De prescindir de la soberbia

E

n todas las tradiciones culturales, la soberbia es un rasgo negativo y condenable de los seres humanos, pero este espacio no bastaría para ejemplificarlo ni someramente, bástenos recordar el más próximo a la cultura de Occidente, donde la falta que amerita la expulsión del paraíso es el pecado original de la soberbia, fuente de la que derivan los otros pecados, pues la soberbia parte de la convicción de ser el mejor entre todos al grado de igualarse con la propia Creación, creyendo que se puede modificar mediante el halago para atraer ejércitos a esta causa.

De hecho, tras milenios de condena a la soberbia, en la segunda mitad del siglo XIX el filósofo alemán Nietzsche, afirma que la soberbia es la virtud de los hombres superiores, una virtud que implica honestidad absoluta consigo mismos para una autosuperación constante que no se esconde ante los otros, sino se exhibe. Pensamiento que corresponde al contexto histórico del clímax del colonialismo capitalista, el progreso de las ciencias y la industrialización a toda máquina en el occidente europeo. Cuando las religiones de Oriente y los cuerpos éticos de las culturas calificadas entonces de primitivas, consideraban aún a la soberbia individual un rasgo antisocial opuesto a la armonía colectiva, que aportan la solidaridad, la empatía y la humildad en las relaciones humanas, como parte de la armonía insuperable de la Naturaleza, o la Creación o Dios.

En el polo opuesto, representado por Occidente, el ser humano se iba volviendo superior a una naturaleza que aún percibe como un freno, un obstáculo a superar para obtener la realización plena, pero no de lo humano, sino de ciertos seres humanos superiores, a los que, desde el desarrollo de las ciencias positivas hasta las artes parece dar la razón una evolución inducida, hasta la locura del armamento nuclear.
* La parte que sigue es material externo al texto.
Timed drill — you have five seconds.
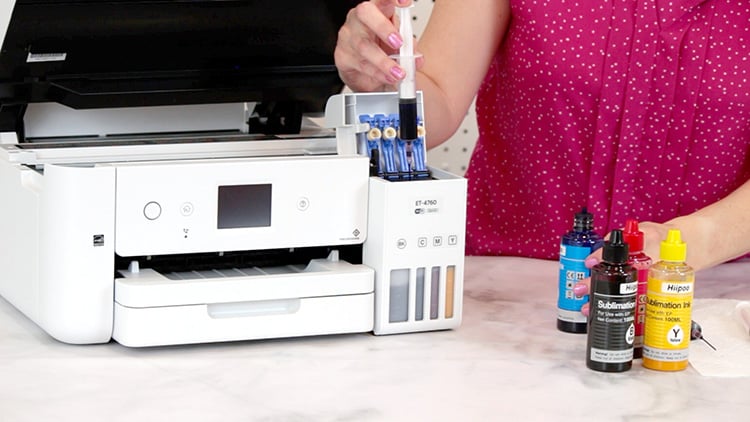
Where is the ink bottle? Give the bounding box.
[586,229,637,372]
[622,219,652,358]
[557,207,603,333]
[643,229,695,371]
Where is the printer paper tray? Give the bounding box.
[113,260,374,347]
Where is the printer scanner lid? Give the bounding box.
[0,0,359,137]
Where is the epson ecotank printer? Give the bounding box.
[0,0,467,346]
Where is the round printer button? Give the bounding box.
[143,201,162,220]
[180,202,194,216]
[297,197,310,211]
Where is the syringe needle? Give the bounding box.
[700,337,717,351]
[691,320,717,351]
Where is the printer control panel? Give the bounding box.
[113,155,369,257]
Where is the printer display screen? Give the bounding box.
[217,184,272,229]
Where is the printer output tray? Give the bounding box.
[114,256,374,347]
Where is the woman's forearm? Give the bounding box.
[414,0,510,148]
[665,178,750,271]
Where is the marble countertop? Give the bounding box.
[1,256,749,421]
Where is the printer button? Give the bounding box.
[297,197,310,211]
[143,201,162,220]
[180,202,194,216]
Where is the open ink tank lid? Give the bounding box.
[623,219,644,253]
[602,229,629,264]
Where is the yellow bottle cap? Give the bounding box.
[660,229,687,262]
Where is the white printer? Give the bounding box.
[0,0,466,347]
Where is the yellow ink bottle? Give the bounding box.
[642,229,695,371]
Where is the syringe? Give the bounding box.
[690,320,717,351]
[397,6,418,142]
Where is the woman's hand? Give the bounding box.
[334,0,421,92]
[576,177,750,314]
[335,0,509,145]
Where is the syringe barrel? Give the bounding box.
[399,98,418,140]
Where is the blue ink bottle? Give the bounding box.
[557,207,603,333]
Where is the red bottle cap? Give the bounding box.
[623,219,644,253]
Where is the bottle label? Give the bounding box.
[643,277,694,362]
[557,244,590,322]
[588,292,636,363]
[661,282,693,294]
[620,282,637,294]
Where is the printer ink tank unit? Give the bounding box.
[325,92,467,335]
[0,1,466,346]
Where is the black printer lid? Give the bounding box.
[0,0,359,133]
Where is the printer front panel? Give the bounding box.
[113,155,369,257]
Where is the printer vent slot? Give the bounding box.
[115,245,362,278]
[164,266,307,281]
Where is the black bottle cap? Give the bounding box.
[573,207,594,231]
[602,229,629,263]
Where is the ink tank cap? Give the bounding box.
[602,229,629,264]
[573,207,594,231]
[660,229,687,262]
[622,219,644,253]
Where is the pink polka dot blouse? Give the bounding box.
[465,0,750,260]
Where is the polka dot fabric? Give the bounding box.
[465,0,750,259]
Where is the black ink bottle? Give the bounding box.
[586,229,637,372]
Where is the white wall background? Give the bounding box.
[412,0,478,176]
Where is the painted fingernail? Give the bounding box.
[398,0,409,5]
[387,32,402,49]
[582,306,590,318]
[385,74,398,84]
[584,257,599,269]
[390,66,405,80]
[573,283,588,296]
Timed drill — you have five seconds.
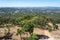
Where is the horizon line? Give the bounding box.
[0,6,60,8]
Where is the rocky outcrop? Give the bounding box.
[0,28,7,37]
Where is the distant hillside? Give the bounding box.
[0,7,60,18]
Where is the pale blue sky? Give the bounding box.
[0,0,60,7]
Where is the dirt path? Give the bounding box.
[33,28,55,40]
[44,30,55,40]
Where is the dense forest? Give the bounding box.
[0,7,60,40]
[0,7,60,24]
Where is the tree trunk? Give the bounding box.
[20,34,22,40]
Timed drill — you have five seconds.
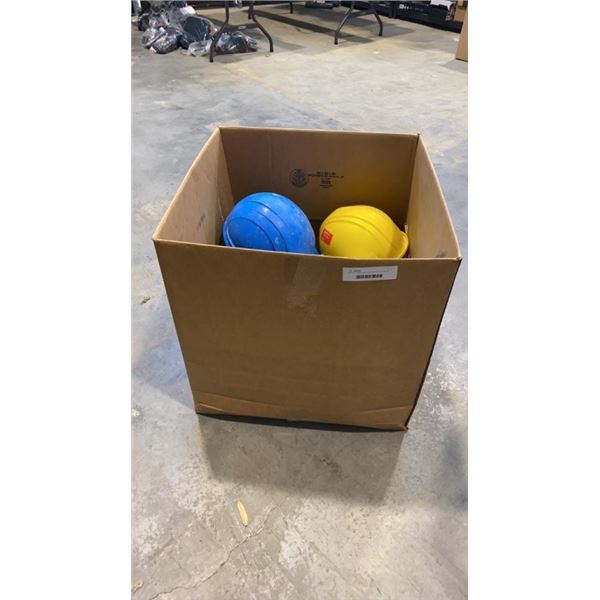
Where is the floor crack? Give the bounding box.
[141,501,285,599]
[146,583,199,600]
[197,503,280,585]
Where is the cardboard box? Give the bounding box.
[454,0,467,23]
[153,127,461,430]
[456,7,468,61]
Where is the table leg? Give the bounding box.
[250,1,274,51]
[370,2,383,36]
[210,0,230,63]
[334,1,354,45]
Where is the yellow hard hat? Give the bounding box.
[319,205,409,259]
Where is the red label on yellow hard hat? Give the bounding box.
[320,228,333,245]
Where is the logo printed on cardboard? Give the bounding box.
[289,168,308,187]
[289,168,345,189]
[320,228,333,245]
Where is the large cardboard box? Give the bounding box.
[456,7,468,61]
[154,127,461,430]
[454,0,467,23]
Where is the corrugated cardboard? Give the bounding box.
[454,0,467,23]
[456,7,468,61]
[154,127,461,430]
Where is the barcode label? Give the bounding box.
[342,266,398,282]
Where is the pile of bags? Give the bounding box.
[137,1,258,56]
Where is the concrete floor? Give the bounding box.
[132,5,467,599]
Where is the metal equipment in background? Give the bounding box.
[366,1,464,33]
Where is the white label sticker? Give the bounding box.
[342,266,398,282]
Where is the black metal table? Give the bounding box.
[209,0,384,62]
[285,1,383,44]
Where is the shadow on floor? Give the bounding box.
[250,8,376,44]
[195,411,405,504]
[442,58,468,73]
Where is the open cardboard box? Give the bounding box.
[454,0,467,23]
[154,127,461,430]
[456,6,468,62]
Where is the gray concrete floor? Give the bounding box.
[132,5,467,599]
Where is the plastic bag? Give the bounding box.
[150,25,182,54]
[178,30,196,50]
[167,4,195,24]
[186,40,211,57]
[137,14,150,31]
[217,31,258,54]
[305,1,340,7]
[147,11,169,29]
[185,30,259,57]
[139,2,213,55]
[142,26,166,49]
[165,5,193,25]
[182,15,214,43]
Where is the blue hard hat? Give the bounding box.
[222,192,318,255]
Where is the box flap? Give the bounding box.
[195,390,412,430]
[153,128,233,245]
[406,135,461,259]
[219,127,418,223]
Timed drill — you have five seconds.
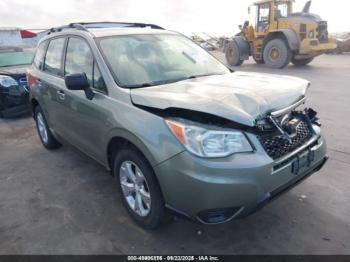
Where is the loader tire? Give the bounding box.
[291,57,314,66]
[225,41,244,66]
[263,38,292,69]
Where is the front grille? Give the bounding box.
[19,77,29,92]
[19,77,27,84]
[258,121,313,160]
[300,24,307,41]
[317,21,329,43]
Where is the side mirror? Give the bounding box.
[65,73,94,100]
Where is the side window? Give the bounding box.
[93,62,107,93]
[65,38,93,85]
[33,41,47,70]
[44,38,65,76]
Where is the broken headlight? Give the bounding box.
[165,119,253,158]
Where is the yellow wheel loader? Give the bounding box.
[225,0,337,68]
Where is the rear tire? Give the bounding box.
[34,106,61,150]
[113,146,166,229]
[225,41,244,66]
[291,57,314,66]
[263,38,292,69]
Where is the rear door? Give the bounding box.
[40,37,68,136]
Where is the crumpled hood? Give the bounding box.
[131,72,309,127]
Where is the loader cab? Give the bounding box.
[274,2,292,20]
[250,0,293,33]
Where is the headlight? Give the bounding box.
[166,119,253,158]
[0,75,18,88]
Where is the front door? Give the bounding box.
[60,37,110,162]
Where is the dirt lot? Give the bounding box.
[1,54,350,254]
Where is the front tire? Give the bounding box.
[34,106,61,150]
[291,57,314,66]
[113,147,165,229]
[225,41,244,66]
[263,38,292,69]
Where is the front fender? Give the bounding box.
[104,127,159,168]
[104,113,185,169]
[233,36,250,60]
[266,29,300,51]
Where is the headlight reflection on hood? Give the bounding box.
[165,119,253,158]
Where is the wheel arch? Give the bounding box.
[232,36,250,60]
[263,30,300,52]
[106,133,167,210]
[30,98,39,116]
[106,130,158,173]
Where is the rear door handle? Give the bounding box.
[57,90,65,100]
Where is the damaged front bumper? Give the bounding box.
[154,124,327,224]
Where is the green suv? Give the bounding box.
[28,22,328,229]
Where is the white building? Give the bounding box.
[0,27,40,47]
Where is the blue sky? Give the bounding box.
[0,0,349,36]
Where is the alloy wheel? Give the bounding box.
[37,112,48,144]
[119,161,151,217]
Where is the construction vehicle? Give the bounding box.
[224,0,337,68]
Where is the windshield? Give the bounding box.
[98,34,229,88]
[0,49,34,67]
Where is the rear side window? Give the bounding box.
[33,41,47,70]
[44,38,65,76]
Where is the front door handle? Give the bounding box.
[57,90,65,100]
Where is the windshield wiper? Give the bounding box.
[125,78,188,88]
[125,73,224,89]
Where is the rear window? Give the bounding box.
[44,38,65,76]
[33,41,48,70]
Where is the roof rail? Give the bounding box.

Y, en lo que se refiere a la actividad productiva para conservar la salud y la energía humanas, la investigación y la aplicación de resultados se concentran en la satisfacción de ciertas capas de las poblaciones y en una actividad comercial, no de intercambio justo, sino basada en la ganancia para unos pocos. Así, la soberbia es premiada con la acumulación de riquezas en unas pocas manos sin asomo de remordimientos.

Ya desde antes (en esta columna se ha planteado el proceso histórico de los monocultivos) el desarrollo de la humanidad en Occidente se sustenta en modificar la naturaleza así sea brutalmente, en principio para satisfacer las necesidades básicas, pero después para engrandecer el poder, económico, político, militar de unos sobre otros, considerados también humanos o no.

Desde que los pueblos de los trigos modificaron la naturaleza para facilitar la agricultura de estos cereales, rompiendo la simbiosis de plantas que crecían juntas, se construyeron como semidioses, desarrollaron una tecnología admirable, es cierto, pero se desviaron del poder resolver problemas al poder absoluto sobre el medio, al grado de considerarlo enemigo y dedicarse a destruirlo. Lo grave es que hayan impuesto los métodos aptos para su propia supervivencia en la cuarta parte del globo, a las otras tres cuartas partes que vivían satisfactoria y humildemente de los policultivos del arroz, el maíz y los tubérculos. Pero ya es tiempo de recuperar nuestra historia con firmeza y humildad ante Natura.